= Ivica Mlivončić =

Croatian journalist

Ivica Mlivončić (1931 – 1 April 2013) was a Croatian author and columnist in Slobodna Dalmacija from Split. Born in Vareš, he graduated at the Faculty of Theology in Ljubljana, then at the Faculty of Political Sciences in Belgrade and the Faculty of Philosophy in Zadar. Mlivončić published several books dealing with religion, the Croatian War of Independence and the Croat–Bosniak War, most notably "The Crime with the Seal" in 1998 about war crimes against Croats, which was included in the Court records of the International Criminal Tribunal for the former Yugoslavia (ICTY).
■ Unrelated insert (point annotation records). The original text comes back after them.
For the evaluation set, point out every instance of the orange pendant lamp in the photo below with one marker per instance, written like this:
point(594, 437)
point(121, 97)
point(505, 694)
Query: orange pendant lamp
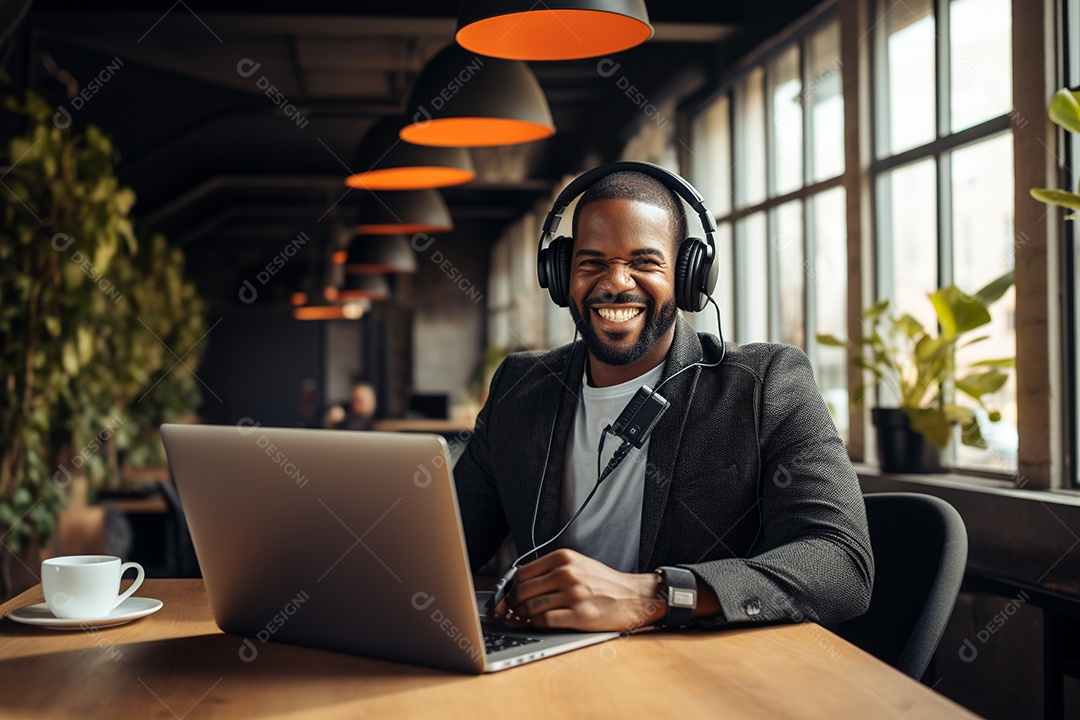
point(347, 311)
point(404, 213)
point(552, 29)
point(469, 100)
point(386, 162)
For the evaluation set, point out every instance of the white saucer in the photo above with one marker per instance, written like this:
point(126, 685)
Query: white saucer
point(125, 612)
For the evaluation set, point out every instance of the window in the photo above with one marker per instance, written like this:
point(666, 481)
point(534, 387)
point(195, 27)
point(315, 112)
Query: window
point(943, 175)
point(767, 153)
point(1071, 239)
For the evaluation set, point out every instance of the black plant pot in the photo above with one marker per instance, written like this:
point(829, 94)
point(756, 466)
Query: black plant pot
point(902, 449)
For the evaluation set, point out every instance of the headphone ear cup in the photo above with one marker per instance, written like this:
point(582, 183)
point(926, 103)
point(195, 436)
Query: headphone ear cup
point(694, 275)
point(557, 261)
point(685, 298)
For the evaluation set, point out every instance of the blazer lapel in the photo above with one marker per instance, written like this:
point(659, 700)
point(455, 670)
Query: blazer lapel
point(667, 436)
point(551, 493)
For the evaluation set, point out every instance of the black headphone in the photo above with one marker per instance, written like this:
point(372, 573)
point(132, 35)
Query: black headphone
point(694, 268)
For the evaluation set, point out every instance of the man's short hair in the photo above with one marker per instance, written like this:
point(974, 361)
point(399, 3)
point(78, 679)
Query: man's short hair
point(632, 185)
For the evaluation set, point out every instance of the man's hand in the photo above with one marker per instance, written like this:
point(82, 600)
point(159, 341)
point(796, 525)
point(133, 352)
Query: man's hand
point(566, 589)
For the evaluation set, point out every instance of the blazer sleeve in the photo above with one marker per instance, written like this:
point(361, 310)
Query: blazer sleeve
point(812, 559)
point(482, 514)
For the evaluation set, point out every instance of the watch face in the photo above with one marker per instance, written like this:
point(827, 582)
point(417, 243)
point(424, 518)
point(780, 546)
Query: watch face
point(683, 598)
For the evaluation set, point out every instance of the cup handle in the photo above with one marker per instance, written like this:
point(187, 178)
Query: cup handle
point(138, 581)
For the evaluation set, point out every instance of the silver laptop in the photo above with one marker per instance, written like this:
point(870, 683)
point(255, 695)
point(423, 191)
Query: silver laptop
point(340, 540)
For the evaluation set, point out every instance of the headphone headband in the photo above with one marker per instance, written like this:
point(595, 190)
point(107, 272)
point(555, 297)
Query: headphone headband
point(694, 262)
point(675, 182)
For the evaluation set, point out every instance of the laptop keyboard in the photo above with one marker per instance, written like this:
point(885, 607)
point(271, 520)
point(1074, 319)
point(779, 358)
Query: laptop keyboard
point(497, 641)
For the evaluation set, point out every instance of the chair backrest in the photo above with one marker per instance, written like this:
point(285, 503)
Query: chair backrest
point(920, 551)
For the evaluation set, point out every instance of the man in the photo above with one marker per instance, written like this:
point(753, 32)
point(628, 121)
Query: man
point(743, 483)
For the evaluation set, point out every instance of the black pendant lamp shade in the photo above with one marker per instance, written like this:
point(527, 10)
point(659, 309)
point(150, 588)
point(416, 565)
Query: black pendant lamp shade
point(466, 99)
point(406, 212)
point(552, 29)
point(380, 254)
point(386, 162)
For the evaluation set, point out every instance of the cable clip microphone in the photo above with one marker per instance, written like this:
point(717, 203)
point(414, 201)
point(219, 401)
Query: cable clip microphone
point(633, 425)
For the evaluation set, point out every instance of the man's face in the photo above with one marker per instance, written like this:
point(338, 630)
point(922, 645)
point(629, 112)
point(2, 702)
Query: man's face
point(622, 280)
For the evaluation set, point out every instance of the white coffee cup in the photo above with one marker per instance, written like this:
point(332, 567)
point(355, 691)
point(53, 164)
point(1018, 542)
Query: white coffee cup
point(85, 586)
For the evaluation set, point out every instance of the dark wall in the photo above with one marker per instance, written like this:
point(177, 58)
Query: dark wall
point(256, 365)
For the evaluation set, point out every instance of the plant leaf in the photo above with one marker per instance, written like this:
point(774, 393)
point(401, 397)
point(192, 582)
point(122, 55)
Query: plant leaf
point(1065, 109)
point(1060, 198)
point(958, 312)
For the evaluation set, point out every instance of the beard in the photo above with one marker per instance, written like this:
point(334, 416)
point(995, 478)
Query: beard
point(658, 321)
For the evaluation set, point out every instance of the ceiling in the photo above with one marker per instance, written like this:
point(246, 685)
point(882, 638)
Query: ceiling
point(230, 177)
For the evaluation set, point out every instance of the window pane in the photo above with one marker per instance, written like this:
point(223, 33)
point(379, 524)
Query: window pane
point(824, 97)
point(750, 139)
point(984, 248)
point(828, 276)
point(725, 293)
point(909, 112)
point(711, 155)
point(752, 280)
point(981, 40)
point(785, 89)
point(907, 211)
point(787, 245)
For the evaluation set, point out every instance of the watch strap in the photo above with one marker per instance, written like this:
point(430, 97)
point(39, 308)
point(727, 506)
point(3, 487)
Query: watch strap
point(680, 593)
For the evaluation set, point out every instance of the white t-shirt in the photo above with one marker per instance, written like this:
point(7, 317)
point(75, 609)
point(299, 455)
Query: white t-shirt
point(609, 529)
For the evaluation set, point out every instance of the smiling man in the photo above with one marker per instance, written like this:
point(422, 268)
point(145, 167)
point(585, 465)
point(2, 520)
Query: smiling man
point(741, 505)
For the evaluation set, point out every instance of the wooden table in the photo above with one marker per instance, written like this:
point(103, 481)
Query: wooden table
point(177, 664)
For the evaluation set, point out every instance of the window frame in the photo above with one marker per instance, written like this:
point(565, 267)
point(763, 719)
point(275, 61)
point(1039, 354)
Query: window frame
point(940, 149)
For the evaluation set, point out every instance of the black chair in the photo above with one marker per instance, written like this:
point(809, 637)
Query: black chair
point(920, 551)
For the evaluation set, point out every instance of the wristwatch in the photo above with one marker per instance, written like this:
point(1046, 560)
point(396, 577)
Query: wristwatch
point(680, 592)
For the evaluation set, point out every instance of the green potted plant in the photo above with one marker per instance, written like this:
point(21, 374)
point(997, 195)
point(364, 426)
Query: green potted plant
point(921, 370)
point(1065, 111)
point(90, 321)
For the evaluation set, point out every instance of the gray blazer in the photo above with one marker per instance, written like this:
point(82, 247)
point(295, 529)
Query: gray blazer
point(747, 484)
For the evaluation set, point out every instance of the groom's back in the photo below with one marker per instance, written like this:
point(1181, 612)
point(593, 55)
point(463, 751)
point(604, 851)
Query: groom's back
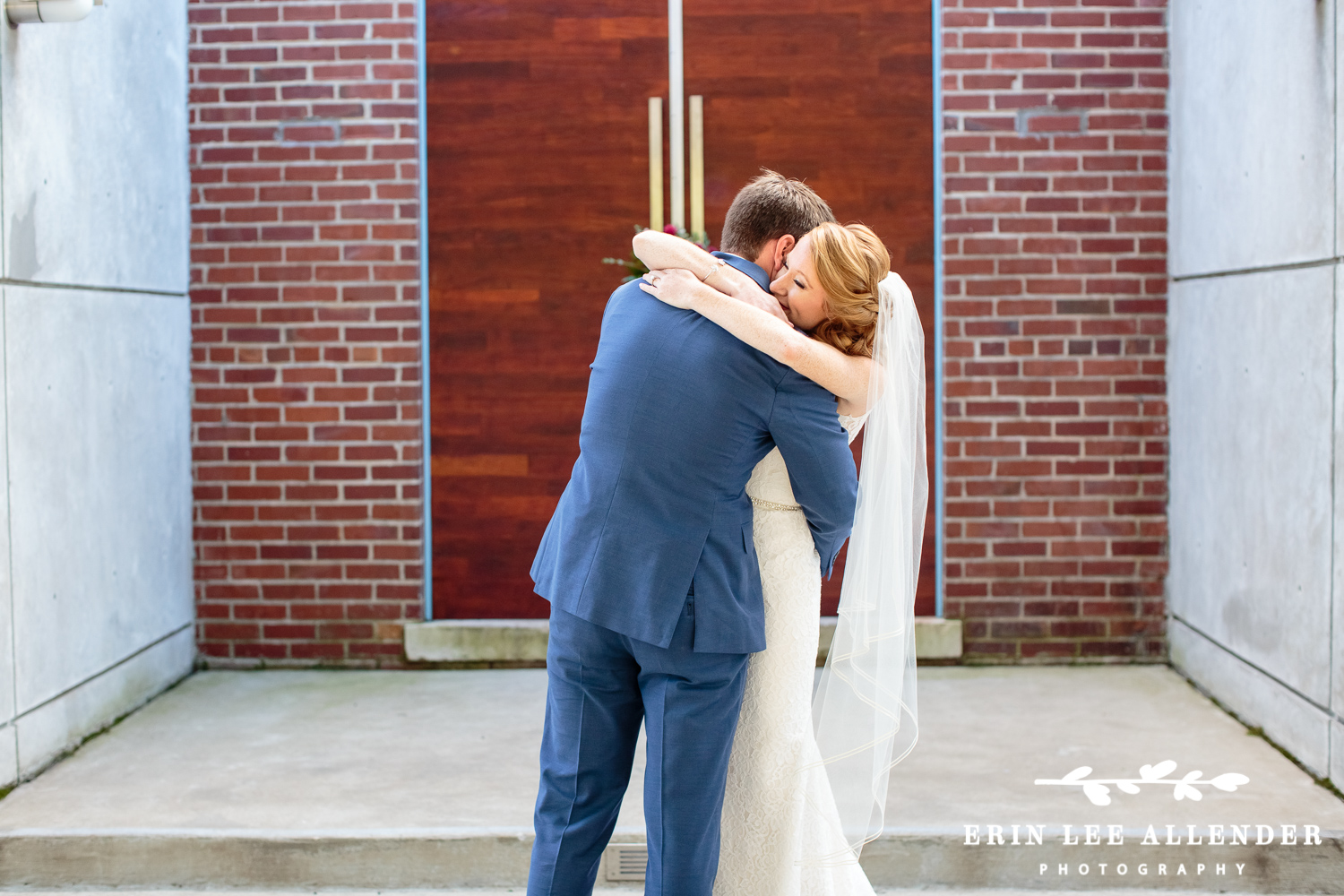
point(677, 414)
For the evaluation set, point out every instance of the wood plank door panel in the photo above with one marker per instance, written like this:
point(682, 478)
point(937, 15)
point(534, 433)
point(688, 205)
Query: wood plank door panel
point(538, 167)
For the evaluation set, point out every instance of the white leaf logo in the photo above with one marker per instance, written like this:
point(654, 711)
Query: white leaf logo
point(1185, 788)
point(1153, 772)
point(1185, 791)
point(1097, 793)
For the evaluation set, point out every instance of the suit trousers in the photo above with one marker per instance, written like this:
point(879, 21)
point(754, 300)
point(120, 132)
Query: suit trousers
point(601, 684)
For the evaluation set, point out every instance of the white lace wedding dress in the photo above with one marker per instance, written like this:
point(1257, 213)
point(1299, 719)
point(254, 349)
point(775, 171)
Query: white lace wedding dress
point(777, 806)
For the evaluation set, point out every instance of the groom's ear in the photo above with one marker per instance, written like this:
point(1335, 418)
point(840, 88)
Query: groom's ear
point(781, 247)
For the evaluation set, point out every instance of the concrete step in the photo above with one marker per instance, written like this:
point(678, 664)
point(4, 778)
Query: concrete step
point(425, 780)
point(511, 891)
point(521, 642)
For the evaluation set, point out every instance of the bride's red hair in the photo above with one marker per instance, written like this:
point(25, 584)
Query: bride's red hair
point(851, 263)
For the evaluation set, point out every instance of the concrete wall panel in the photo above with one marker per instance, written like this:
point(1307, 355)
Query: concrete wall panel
point(1252, 389)
point(1252, 120)
point(1255, 697)
point(61, 724)
point(99, 479)
point(5, 584)
point(94, 121)
point(1336, 637)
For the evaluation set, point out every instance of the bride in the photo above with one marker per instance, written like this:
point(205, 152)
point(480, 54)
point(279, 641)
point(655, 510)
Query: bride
point(808, 775)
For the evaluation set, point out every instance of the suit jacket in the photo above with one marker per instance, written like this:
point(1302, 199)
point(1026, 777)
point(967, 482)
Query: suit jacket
point(677, 414)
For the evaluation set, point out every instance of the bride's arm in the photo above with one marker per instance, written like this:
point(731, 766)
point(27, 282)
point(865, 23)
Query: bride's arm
point(846, 376)
point(659, 250)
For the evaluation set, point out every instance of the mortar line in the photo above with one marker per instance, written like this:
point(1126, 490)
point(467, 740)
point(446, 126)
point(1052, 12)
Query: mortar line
point(1261, 269)
point(1203, 634)
point(86, 288)
point(422, 195)
point(940, 538)
point(101, 672)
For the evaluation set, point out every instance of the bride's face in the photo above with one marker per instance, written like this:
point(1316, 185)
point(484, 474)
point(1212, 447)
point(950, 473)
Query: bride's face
point(797, 289)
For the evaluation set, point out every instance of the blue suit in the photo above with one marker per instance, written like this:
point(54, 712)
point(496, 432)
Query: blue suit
point(653, 582)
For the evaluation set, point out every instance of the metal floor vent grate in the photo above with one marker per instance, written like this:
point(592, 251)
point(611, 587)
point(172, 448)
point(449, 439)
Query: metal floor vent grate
point(626, 861)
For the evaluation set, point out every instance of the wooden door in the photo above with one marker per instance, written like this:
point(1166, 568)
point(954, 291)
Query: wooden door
point(538, 168)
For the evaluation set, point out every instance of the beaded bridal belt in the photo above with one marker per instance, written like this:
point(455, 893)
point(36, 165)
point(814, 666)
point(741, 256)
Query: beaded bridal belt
point(771, 505)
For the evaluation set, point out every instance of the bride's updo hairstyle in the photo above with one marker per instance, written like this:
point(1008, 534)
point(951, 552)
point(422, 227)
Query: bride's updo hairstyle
point(851, 263)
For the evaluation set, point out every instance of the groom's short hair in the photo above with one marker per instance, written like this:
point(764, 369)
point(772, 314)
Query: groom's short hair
point(769, 207)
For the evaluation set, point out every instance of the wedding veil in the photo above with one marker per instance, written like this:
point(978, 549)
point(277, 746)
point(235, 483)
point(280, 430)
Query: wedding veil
point(865, 707)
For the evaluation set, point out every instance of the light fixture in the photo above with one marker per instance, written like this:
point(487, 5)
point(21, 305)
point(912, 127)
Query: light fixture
point(38, 11)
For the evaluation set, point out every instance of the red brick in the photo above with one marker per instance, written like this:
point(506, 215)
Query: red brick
point(266, 187)
point(1082, 191)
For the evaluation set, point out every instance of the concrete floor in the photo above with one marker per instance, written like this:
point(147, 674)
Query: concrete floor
point(403, 755)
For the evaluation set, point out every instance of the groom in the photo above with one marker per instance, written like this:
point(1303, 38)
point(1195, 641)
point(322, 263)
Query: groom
point(650, 568)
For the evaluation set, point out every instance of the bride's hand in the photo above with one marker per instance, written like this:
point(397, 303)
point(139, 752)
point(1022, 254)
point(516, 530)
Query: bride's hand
point(675, 287)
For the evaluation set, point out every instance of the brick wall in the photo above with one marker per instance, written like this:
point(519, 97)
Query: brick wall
point(1055, 148)
point(306, 309)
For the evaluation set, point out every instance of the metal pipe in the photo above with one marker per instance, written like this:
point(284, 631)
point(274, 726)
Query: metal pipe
point(676, 112)
point(422, 198)
point(655, 163)
point(698, 167)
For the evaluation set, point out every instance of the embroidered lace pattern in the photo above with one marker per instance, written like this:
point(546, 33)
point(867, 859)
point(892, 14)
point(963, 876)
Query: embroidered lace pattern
point(773, 804)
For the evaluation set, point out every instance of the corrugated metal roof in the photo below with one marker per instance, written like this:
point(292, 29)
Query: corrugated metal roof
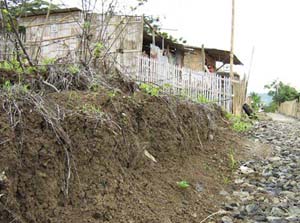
point(218, 55)
point(54, 11)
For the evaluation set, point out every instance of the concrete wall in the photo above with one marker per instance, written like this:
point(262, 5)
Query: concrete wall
point(290, 108)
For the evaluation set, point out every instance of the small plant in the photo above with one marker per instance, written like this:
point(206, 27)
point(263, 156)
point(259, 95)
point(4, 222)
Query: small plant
point(183, 184)
point(112, 93)
point(73, 69)
point(151, 89)
point(238, 123)
point(202, 99)
point(87, 108)
point(94, 87)
point(232, 161)
point(226, 180)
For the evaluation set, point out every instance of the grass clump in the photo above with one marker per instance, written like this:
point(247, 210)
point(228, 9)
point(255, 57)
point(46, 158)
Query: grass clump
point(239, 124)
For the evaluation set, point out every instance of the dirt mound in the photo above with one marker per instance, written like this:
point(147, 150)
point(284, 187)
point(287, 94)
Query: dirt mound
point(111, 157)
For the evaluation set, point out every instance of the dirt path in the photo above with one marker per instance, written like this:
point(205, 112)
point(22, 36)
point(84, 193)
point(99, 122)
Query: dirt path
point(268, 190)
point(280, 117)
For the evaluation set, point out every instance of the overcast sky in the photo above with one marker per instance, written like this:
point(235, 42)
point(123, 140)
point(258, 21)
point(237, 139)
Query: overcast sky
point(271, 26)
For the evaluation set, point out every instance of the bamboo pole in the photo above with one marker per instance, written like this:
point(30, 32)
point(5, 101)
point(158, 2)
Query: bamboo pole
point(203, 57)
point(232, 39)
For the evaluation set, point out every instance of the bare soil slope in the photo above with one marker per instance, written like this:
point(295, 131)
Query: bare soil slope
point(89, 164)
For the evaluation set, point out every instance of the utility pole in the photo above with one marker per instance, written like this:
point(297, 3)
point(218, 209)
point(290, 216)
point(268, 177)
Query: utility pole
point(232, 39)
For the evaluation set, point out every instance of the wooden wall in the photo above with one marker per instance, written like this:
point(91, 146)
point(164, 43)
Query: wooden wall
point(61, 35)
point(193, 60)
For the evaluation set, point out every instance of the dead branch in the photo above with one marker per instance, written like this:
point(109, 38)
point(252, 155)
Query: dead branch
point(17, 34)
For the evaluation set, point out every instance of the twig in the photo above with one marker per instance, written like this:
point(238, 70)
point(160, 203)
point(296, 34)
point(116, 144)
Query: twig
point(213, 214)
point(50, 85)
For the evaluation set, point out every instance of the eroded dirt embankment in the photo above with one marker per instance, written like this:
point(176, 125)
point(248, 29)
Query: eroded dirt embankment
point(83, 159)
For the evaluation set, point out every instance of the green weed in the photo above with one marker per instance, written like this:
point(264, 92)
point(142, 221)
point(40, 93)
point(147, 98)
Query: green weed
point(151, 89)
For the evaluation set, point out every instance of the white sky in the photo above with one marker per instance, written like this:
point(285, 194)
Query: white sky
point(271, 26)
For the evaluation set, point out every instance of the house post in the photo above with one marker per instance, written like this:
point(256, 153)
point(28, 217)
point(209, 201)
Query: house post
point(203, 57)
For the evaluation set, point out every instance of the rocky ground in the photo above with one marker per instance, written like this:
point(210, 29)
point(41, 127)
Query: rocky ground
point(268, 190)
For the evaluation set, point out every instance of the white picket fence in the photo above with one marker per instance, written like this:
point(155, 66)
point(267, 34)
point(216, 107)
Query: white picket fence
point(197, 86)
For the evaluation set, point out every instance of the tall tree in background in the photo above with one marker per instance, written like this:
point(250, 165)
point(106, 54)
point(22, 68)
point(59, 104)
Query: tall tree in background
point(281, 92)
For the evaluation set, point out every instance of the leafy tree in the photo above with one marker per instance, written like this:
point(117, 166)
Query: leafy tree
point(281, 92)
point(256, 100)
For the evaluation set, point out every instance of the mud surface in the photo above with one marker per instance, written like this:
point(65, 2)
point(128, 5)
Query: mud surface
point(94, 167)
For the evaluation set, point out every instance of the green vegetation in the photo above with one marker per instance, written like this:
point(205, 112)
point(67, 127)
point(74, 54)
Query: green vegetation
point(271, 107)
point(281, 92)
point(232, 161)
point(151, 89)
point(202, 99)
point(239, 124)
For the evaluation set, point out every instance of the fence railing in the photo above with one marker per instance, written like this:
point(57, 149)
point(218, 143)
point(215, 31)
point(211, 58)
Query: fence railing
point(195, 85)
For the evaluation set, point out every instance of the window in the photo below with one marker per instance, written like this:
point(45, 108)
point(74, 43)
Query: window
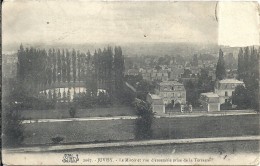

He was a defense witness at the ICTY in the case against Tihomir Blaškić in 1998. He died on 1 April 2013.

==Publications==
- Crkva u Latinskoj Americi, 1988.
- Pape i Hrvati, 1993.
- Kraljeva Sutjeska i Vareš : povijesne crtice (urednik izdanja), 1996.
- Zločin s pečatom : genocid i ratni zločini muslimansko-bošnjačkih snaga nad Hrvatima BiH 1992. - 1994. , 1998. (2. proš. izd. 2001., 3. izd. 2004.)
- Al Qaida se kalila u Bosni i Hercegovini: mjesto i uloga mudžahida u Republici Hrvatskoj i Bosni i Hercegovini od 1991. do 2005. godine, 2007.
- Muslimanski logori za Hrvate: u vrijeme rata u Bosni i Hercegovini 1991.-1995. godine, 2008.
- Vareš od početaka do rata i poraća 1991-2000 , 2011.